Я из тех, кто воочию видел богов. Они ничем не отличаются от всех прочих разумных, кроме того, что их силу питает вера последователей. Я не верю ни им, ни в них самих. Но в ту ночь я готов был молить кого угодно и клясться в чем угодно, лишь бы мой сын остался жив. Потому что если он умрет… Нет, я не хочу видеть существо, которое останется в итоге. И не хочу видеть того, что оно сотворит с полной энергии планетой.
Я впервые не мог сделать ничего. Совсем. Я и себе-то помочь толком не мог, то и дело скатываясь на границу обморока и снова выдираясь из него волевым усилием. А Рею нужен целитель отнюдь не моего ранга и притом — темный, из тех мастеров, что сами наполовину некроманты, да где ж такого возьмешь, да еще в какой-то непонятной глуши…
Он захрипел и выгнулся в агонии. Горлом хлынула черная кровь.
— Не смей уходить, не смей! Слышишь меня? Не смей! — я в бессильной ярости встряхнул безвольное тело. Что-то грохнуло сверху по потолку — я заметил это лишь краем сознания, запомнив, что у дома есть не то чердак, не то второй этаж. Раздались чьи-то быстрые шаги.
Мне плевать. Кто-нибудь, остановите это. Пожалуйста. Я никогда ни о чем не просил и просить не буду. Только за него.
Умоляю, кто-нибудь!
Потянуло холодом. Пространство и время как будто вымерзли. На пороге комнаты за моей спиной возник человек, судя по шагам и запаху, женщина. А напротив, в полумраке угла соткалась из легкого серебристого сияния Она.
Я обмер. Сердце сжалось и пропустило удар.

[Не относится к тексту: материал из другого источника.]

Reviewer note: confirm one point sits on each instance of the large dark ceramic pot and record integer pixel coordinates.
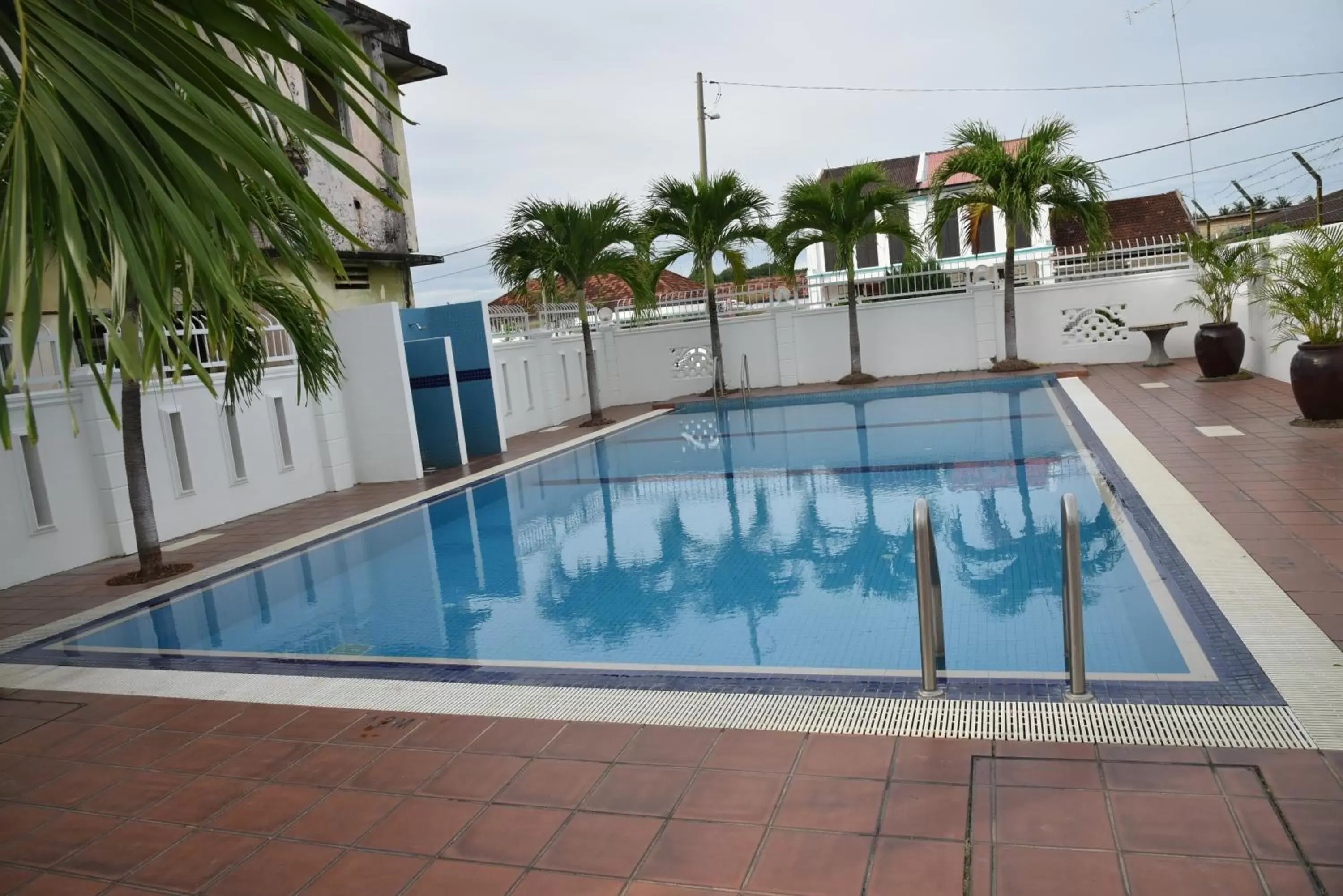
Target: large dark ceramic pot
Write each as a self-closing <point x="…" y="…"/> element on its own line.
<point x="1318" y="382"/>
<point x="1220" y="348"/>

Неужели — все? Но я не этого просил!
Невозможно было не любоваться красотой Милосердной Девы. Совершенством Госпожи, под которой ходим мы все. Это точеное тонкое лицо, этот шелковый водопад смоляных волос, два искристых топаза глаз, глядящих прямо в душу. Но ни один мужчина в здравом уме, ни одна женщина не рискнет влюбиться в Вечную. Я не был исключением. Оглохнув и онемев от ужаса, я вжался в пол, беззвучно скалясь.
Бесполезно прикрывать собой сына — этот глупый порыв ничего не изменит. У Нее есть Право.
— Уходи, — безголосо прошипел я, найдя в себе силы зарычать. И страх переродился в злость. Я не представлял, как, но точно знал, что не дам забрать сына.
Незнакомая женщина позади меня застыла, не дыша. А Гостья шагнула навстречу и оборвала мою попытку вскочить двумя негромкими словами:
— Тише, дитя.
Я как на стену налетел. В тихом голосе звучала материнская нежность, доброта, покой. То, что дарует Она душам, завершившим бренную жизнь. Я не мог противиться этому голосу, лишь с отчаянием смотрел, как Госпожа садится в изголовье, как кладет узкую маленькую ладонь на влажный лоб сына, как перебирает ему волосы.